You have surely read the articles, watched the videos and seen the posts. You might have even liked and shared some of them. By now, the news about what’s being referred to as “The Great Resignation” has reached all of us in the business sector, one way or another. The gist of it is rather simple: a record number of workers in the U.S. left their jobs throughout 2021.
The latest estimates from the United States Bureau of Labor Statistics put the total amount in the vicinity of 47 million people bidding farewell to their company and position over a period of 12 months. These results even topple the previous record held by 2019, when a little under 39 million people chose to leave their current occupations, with a monthly average of 3.5 million workers.
Needless to say, 2021 wasn’t an easy year for anyone. Even though the arrival of the Covid-19 vaccines gave us a much-anticipated shot of optimism, not everyone was ready to face a whole year of restrictions, the debates over the use of facemasks and the emergence of other variants. In spite of all the challenges, the most recent data from the International Monetary Fund presents a 5.9% annual economic growth worldwide.
A closer look at the salaries in the tech sector, according to Hired’s 2021 State of Tech Salaries report, also shows numbers in the blue, with an average 5% increase in compensation in 2021 over 2020. This was yet another piece of evidence debunking the myth that wage dissatisfaction is the reason behind the Great Resignation. Well, now it’s time to put that idea to bed once and for all and try to understand the implications of what I believe actually motivated the phenomenon: toxic corporate culture.
The Actual Reasons Employees Left
A recent MIT Sloan Management Review article shows that toxic culture was the biggest predictor of employee turnover, 10 times more important than problems with compensation. It also overshadowed by far the second item on the list (job insecurity and reorganization), which scored a mere 3.5. And by toxic culture, the authors of this study mean unethical behavior, employees feeling disrespected and failure to promote diversity, equity and inclusion in the workplace.
So, what exactly does that mean for us in the technology industry? Even though tech wasn’t by far the most affected area of the economy when it comes to the Great Resignation—that title belongs to the leisure and hospitality sector—we didn’t go by unscathed.
An analysis by Gartner indicates that a whopping 31% of IT employees were actively looking for new job opportunities all along the third quarter of 2021. Can you imagine having to replace almost one-third of your software engineers? That’s a lot, and if you ever had to scale up your development teams at a moment’s notice, you know how hard it is to find available talent nowadays.
A very traditional strategy to try and revert this kind of scenario is revisiting salaries and benefits. For instance, the founder of Deutsche Familienversicherung, a Frankfurt-based insurance company, is offering up to 1,500 euros for candidates who attend both the first and second job interviews and 5,000 euros for those who successfully complete a six-month probation period. That’s a considerable cash prize for just showing up.
I can’t help but wonder, though, if throwing money at the problem is really the most suitable approach to dealing with high attrition and poor retention.
Changing Employee Priorities
I cannot overstate the weight of the coronavirus pandemic to the changes in the working landscape as a whole. Not only has the disease itself motivated many of us to reexamine several aspects of our lives, but the almost two-year period spent in different degrees of isolation and working from home also showed us new possibilities we hadn’t necessarily faced yet.
Among the most evident results, there’s a considerable shift in workers’ priorities when it comes to wages and labor conditions. According to the KeyBank 2022 Financial Mobility Survey, 62% of respondents believe work-life balance to be more important than a high-paying salary. Spending time with family and friends is now noted as the number one priority, ahead of growing one’s finances and pursuing one’s passions outside of work.
So how does this relate to toxic culture as the number one reason for workers quitting their jobs? Well, it’s all about creating suitable work environments that take into account and accommodate the needs and preferences of your employees.
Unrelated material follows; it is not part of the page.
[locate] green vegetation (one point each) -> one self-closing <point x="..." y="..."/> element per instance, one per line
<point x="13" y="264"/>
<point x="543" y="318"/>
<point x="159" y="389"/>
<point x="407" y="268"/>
Grant Thornton’s State of Work in America survey found that 40% of workers don’t feel that their voices are being heard at work, while 34% believe that interacting with their manager is the most stressful part of the day. Coupled with the fact that 40% declare that they will look for another job if forced to go back to the office full-time, it becomes evident that the keys to improving job satisfaction and talent retention are communication, flexibility and inclusion.
Nothing is more disappointing than someone voicing their concerns to a manager, hearing a positive response and then seeing no changes. In other words, if your company has a policy of listening to its employees, actually listen to what they have to say and act on it however much you can. Discuss their concerns and demands with other managers and, if need be, take them to even higher management. Once your staff sees changes arising, they’ll feel their voices are heard.
Managers must also make time for one-on-one calls so the teams know where they’re standing, especially if they work fully remote or as part of a hybrid team. This makes it possible to foster a corporate culture where employees feel respected, work with flexibility while still maintaining productivity, and, most of all, don’t feel so disappointed that they start looking around for better opportunities at every stop.